You just can’t know the weight of “all we’ve ever known” unless you’ve carried it yourself.
I see you. I know you. I’m with you.

Truth and Peace.

I have been writing this story for about a year, in bits and pieces. In truth, I guess I’ve been writing it for 17 years. I’ve only recently come to understand why it is such a hard one to share and talk about openly. It’s not the lovely, heartwarming, uplifting vision born in the arms of a homecoming’s embrace. It’s not the hero who comes home but of the one who protects it while he or she is away. It’s not the story that everyone wants to hear and sometimes those stories are the ones that need to be told the most. And it’s not mine alone.

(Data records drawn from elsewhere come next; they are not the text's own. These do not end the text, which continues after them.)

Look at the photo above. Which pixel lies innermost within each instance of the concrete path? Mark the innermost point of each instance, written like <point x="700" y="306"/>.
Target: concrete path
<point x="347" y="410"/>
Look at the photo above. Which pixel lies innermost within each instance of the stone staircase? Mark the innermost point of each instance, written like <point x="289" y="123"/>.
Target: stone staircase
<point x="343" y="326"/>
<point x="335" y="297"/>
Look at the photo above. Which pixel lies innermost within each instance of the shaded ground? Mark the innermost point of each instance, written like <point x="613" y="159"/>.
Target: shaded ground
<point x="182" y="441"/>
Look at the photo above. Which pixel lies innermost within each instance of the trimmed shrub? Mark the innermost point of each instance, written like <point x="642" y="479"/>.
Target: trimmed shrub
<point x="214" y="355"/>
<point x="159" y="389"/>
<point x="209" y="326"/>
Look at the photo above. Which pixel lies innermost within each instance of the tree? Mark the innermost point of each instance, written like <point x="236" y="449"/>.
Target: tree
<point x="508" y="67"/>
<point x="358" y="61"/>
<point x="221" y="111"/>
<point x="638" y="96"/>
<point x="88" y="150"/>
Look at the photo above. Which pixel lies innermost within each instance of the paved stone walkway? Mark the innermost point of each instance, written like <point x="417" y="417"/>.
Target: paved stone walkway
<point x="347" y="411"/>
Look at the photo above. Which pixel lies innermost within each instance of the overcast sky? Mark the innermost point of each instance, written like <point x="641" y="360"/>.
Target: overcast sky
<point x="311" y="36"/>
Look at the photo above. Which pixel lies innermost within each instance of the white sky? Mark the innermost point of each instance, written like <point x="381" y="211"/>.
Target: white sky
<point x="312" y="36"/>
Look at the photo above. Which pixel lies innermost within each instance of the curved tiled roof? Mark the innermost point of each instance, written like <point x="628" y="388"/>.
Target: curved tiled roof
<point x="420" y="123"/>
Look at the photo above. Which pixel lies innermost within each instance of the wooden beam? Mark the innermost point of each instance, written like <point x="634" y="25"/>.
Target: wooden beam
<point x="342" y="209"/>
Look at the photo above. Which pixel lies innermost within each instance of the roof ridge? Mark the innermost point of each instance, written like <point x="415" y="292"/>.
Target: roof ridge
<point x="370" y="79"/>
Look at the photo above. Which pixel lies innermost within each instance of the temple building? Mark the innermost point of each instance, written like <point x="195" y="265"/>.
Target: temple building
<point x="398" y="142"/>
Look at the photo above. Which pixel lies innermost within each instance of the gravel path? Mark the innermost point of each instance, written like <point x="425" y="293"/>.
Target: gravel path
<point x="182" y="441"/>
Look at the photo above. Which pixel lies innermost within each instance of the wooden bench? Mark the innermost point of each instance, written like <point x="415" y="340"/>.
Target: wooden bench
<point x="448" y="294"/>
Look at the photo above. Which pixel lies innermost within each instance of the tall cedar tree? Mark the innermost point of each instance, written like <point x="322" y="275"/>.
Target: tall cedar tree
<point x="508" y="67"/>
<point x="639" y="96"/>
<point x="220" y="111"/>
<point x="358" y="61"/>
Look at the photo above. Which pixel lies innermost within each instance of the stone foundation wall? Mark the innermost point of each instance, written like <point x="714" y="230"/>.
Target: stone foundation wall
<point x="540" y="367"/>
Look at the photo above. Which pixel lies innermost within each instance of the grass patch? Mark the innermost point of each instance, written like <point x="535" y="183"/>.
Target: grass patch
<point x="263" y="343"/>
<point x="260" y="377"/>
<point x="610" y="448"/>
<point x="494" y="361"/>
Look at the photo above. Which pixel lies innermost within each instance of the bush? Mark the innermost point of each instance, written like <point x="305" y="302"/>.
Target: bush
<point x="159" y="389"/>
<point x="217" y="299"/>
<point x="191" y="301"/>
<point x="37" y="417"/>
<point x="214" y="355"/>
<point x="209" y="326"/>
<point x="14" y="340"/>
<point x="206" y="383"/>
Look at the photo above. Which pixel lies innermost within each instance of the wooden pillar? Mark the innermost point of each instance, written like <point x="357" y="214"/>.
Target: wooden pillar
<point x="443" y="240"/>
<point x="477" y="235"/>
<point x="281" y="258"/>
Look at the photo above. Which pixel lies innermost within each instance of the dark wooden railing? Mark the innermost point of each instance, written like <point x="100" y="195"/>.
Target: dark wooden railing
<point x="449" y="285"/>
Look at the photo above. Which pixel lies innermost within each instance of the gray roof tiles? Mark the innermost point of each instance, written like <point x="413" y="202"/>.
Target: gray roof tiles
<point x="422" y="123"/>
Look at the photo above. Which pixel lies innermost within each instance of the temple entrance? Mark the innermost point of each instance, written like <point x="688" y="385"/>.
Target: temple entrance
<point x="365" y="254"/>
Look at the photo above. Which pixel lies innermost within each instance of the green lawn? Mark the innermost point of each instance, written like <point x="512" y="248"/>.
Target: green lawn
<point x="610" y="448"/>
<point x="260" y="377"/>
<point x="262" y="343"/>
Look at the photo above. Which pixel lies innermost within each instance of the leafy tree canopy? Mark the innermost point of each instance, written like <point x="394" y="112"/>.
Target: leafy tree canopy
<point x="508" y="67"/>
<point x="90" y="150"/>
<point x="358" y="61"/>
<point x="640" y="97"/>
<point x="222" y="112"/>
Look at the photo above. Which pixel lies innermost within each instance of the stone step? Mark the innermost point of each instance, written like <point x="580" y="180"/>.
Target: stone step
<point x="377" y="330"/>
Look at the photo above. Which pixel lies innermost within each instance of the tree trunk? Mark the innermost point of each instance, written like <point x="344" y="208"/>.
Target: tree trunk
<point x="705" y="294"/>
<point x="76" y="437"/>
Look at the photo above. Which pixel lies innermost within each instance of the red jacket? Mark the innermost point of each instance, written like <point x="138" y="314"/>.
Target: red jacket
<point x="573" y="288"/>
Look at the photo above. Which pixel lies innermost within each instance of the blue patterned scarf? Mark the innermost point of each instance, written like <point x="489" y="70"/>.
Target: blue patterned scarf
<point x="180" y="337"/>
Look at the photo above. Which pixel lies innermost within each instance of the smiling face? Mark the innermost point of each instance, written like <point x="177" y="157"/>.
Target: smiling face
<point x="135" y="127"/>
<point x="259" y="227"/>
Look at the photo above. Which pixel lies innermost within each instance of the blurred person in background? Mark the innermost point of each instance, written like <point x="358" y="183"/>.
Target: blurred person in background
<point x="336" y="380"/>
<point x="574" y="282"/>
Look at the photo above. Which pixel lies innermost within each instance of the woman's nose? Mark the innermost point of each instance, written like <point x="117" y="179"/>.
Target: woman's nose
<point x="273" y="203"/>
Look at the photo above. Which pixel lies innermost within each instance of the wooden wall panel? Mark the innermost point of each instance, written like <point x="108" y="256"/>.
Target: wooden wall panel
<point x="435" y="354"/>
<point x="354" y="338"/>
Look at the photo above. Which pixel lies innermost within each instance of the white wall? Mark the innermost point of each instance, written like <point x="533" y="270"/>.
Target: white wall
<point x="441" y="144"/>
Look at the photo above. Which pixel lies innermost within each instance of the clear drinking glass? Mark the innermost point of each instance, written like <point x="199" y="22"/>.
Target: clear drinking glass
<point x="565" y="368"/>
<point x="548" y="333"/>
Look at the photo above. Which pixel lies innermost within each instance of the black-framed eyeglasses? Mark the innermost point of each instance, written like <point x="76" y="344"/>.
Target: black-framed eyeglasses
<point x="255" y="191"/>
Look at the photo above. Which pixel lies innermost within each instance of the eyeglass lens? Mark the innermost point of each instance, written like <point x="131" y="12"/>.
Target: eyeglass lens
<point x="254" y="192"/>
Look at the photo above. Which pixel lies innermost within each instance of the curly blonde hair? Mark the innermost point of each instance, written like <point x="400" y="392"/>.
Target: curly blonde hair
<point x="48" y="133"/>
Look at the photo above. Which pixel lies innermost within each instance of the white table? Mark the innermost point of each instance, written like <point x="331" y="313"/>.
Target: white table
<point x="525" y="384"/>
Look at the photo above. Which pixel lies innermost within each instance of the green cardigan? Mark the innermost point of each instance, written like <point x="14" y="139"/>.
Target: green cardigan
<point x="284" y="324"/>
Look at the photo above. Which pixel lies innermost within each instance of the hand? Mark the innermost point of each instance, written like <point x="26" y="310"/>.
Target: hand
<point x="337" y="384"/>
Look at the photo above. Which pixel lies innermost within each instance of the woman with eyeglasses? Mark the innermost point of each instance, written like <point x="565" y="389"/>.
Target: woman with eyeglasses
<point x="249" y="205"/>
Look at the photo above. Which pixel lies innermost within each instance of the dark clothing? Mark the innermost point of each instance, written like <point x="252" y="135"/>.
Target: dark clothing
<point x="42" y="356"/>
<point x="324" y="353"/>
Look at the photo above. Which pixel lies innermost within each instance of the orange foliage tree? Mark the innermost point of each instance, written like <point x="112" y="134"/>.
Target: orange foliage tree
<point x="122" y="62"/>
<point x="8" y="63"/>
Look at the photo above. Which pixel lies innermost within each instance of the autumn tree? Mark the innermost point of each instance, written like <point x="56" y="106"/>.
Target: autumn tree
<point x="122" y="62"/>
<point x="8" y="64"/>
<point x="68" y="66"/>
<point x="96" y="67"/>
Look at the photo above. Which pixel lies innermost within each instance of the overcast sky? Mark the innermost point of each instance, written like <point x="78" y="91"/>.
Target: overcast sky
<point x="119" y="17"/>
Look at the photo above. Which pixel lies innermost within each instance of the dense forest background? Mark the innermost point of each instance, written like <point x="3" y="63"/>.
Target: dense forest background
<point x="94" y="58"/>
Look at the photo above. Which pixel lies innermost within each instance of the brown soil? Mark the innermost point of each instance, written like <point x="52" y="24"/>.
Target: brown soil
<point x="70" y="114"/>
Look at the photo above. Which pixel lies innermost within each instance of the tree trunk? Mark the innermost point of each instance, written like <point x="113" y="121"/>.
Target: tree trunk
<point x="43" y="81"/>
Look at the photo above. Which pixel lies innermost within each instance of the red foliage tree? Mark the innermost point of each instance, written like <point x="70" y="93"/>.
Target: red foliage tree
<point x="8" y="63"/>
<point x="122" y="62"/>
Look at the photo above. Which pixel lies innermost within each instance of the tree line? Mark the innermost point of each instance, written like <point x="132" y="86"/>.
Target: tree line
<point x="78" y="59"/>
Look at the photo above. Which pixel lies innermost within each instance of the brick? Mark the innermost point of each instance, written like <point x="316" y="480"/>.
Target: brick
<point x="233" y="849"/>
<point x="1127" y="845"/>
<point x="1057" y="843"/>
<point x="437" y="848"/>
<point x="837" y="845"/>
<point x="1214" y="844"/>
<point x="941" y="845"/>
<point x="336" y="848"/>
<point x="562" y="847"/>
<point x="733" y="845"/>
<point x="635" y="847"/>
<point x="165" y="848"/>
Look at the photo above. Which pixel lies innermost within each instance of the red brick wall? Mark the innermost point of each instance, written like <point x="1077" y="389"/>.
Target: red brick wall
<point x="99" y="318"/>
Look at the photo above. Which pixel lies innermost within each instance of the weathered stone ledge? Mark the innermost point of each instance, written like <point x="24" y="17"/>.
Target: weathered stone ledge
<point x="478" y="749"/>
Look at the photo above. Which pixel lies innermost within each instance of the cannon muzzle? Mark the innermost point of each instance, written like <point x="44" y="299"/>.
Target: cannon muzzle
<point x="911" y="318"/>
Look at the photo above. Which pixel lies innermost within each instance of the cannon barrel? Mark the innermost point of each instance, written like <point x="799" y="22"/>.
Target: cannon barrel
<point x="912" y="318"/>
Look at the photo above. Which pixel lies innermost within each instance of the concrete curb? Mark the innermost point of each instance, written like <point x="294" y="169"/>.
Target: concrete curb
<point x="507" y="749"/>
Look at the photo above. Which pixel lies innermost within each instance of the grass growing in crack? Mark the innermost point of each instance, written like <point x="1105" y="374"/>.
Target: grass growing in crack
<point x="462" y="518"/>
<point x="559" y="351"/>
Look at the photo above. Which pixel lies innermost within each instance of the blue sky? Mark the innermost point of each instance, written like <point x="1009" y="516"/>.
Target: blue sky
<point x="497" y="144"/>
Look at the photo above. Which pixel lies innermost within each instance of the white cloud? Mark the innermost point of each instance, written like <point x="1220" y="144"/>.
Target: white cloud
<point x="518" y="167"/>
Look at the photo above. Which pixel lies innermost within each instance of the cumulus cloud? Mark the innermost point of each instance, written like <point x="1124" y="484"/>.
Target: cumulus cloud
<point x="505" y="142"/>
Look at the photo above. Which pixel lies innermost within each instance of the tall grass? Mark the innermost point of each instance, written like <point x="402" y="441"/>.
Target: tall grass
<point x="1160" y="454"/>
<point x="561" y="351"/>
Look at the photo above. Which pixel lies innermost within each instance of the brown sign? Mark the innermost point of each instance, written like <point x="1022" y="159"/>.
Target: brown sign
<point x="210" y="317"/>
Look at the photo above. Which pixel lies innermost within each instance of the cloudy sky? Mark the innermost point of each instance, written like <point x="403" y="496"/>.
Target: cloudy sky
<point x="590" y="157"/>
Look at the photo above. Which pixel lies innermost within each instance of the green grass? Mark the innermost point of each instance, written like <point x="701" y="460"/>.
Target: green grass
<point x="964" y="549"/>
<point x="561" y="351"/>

Maybe that’s where we find our truth and peace – in the honest telling of it. In the light.

In my darkest moments, I know where to go to find the light of my heart and soul.
On a dark night, under a sea of stars, the path that my feet somehow knew to take, to my destiny that waited in the shadows of a traffic light. Arms as wide as his smile. Waiting for me, waiting for him.
Where all is quiet on the homefront.



2 thoughts on “Quiet on the Homefront

  1. Wow! This is so emotionally charged that I am still reeling after reading it. Every life, family and circumstance is different yet the same. I admire your courage to speak about this. I would have to think it would be freeing to get a lot of that out. We don’t always know the cost of what our choices will be. At the end it sounds like a choice to love your husband and best friend was the only choice you could have really made, no matter the price. We as mothers always question how our choices affect our children and families. I find peace in knowing that my adult children always say they are grateful our family is whole and we are together. Sounds to me like you are a strong, incredible woman who has done what needed to be done. I salute you and pray your husband always comes home.